Uma equipe de astrônomos chocou o mundo em 2016, quando revelou evidências de um exoplaneta do tamanho da Terra na zona habitável de nosso vizinho estelar mais próximo, uma estrela chamada Proxima Centauri. Os cientistas estão procurando um segundo planeta neste sistema — e talvez, talvez, tenham encontrado algo.

Uma equipe de pesquisadores liderada por Raffaelle Gratton no INAF-Observatório Astronômico de Pádua (INAF é a sigla do Instituto Nacional de Astrofísica da Itália) está divulgando os resultados de uma pesquisa por este segundo planeta, usando imagens obtidas pelo instrumento SPHERE, no VLT (Very Large Telescope) instalado no Chile.

Eles detectaram algum sinal improvável de ser causado apenas por ruído aleatório. Mesmo assim, são francos sobre os resultados, como mostra seu resumo: “não obtivemos uma detecção clara”. Eles esperam que mais observações em breve confirmem ou descartem o sinal.

“O que estamos vendo é essencialmente um ponto”, explicou Gratton ao Gizmodo. “É mais ou menos o mesmo que quando você olha para um planeta do sistema solar iluminado pelo Sol, a luz do Sol reflete e nós vemos isso. Mas este objeto não está perto do Sol. Está perto de outra estrela, e isso torna as coisas muito mais difíceis, porque está muito longe de nós e muito perto da estrela.”

Os cientistas há muito especulam sobre a possibilidade de outros planetas ao redor de Proxima Centauri. Mas no último mês de janeiro, astrônomos liderados por Mario Damasso, do INAF-Observatório Astrofísico de Turim, descobriram evidências de um segundo exoplaneta.

A luz das estrelas parecia conter um sinal periódico, demonstrando uma mudança na sua velocidade, possivelmente a partir da influência gravitacional de um segundo planeta muito mais distante da estrela do que o primeiro — em torno de 1,48 UA, ou seja, em torno de 1,48 vezes a distância média entre a Terra e o Sol.

Damasso se juntou à equipe de Gratton, e o grupo capturou imagens tiradas pelo Very Large Telescope durante uma pesquisa de exoplanetas chamada SHINE, que durou quatro anos.

Mapas sinal-ruído mostrando exoplanetas candidatos circulados em amarelo. Imagem: Gratton et al

A análise tentou separar o que poderia ser um sinal em meio ao ruído das estrelas de fundo. E havia alguma evidência de um sinal — certamente não há evidência suficiente para ser uma detecção, mas uma mancha de luz cujo comportamento parecia improvável ter vindo apenas do ruído.

Se esse ponto for um planeta, ele deve ter 7,2 ou 8,6 vezes a massa da Terra, dependendo de como eles interpretaram os dados. Eles até especularam, com base em seus cálculos, que um planeta assim poderia ter um sistema de anéis ou nuvens de poeira em torno dele, de acordo com o artigo a ser publicado na Astronomy and Astrophysics, que notamos graças a um tweet de Lee Billings.

Alycia Weinberger, astrônoma do Instituto Carnegie de Washington, que não participou do estudo, disse ao Gizmodo que ainda não é hora de ficar muito animado. Ela chamou o artigo de um esforço valioso, mas disse que tinha algumas reservas sobre como a equipe calculava suas relações sinal-ruído.

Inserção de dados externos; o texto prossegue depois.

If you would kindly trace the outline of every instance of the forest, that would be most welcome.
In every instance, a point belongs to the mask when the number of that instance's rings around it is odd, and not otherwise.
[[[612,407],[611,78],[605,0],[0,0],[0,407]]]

Também existem fontes potenciais em segundo plano em alguns dos dados de origem que a equipe usou para comparação.

Enquanto isso, Weinberger e Meredith MacGregor, professora assistente da Universidade do Colorado em Boulder, que não estavam envolvidas no estudo, apontaram que a análise se baseia em evidências da presença de um disco de poeira ao redor do Proxima Centauri. No entanto, observações mais recentes do observatório ALMA no Chile não encontraram nenhuma evidência desse disco. Portanto, MacGregor disse ao Gizmodo em um e-mail que estava muito cética em relação ao resultado.

Guillem Anglada-Escudé, outro astrônomo não envolvido no estudo e que foi o responsável por liderar a equipe que descobriu o primeiro planeta ao redor de Proxima, disse ao Gizmodo que gostou do estudo, mas enfatizou que ele ainda está em fase preliminar. Ele estava empolgado com o potencial de observação de acompanhamento.

“Estas foram imagens de busca que não foram necessariamente otimizadas para esse alvo em particular”, disse ele ao Gizmodo. Em princípio, se os observatórios retomarem as operações, uma observação direcionada poderá confirmar ou não a presença do planeta.

Gratton enfatizou que este não é um anúncio de uma descoberta; é apenas o resultado de uma análise que não confirma nem descarta a existência de outro planeta. Mas, com mais análises, podemos ter uma resposta em breve.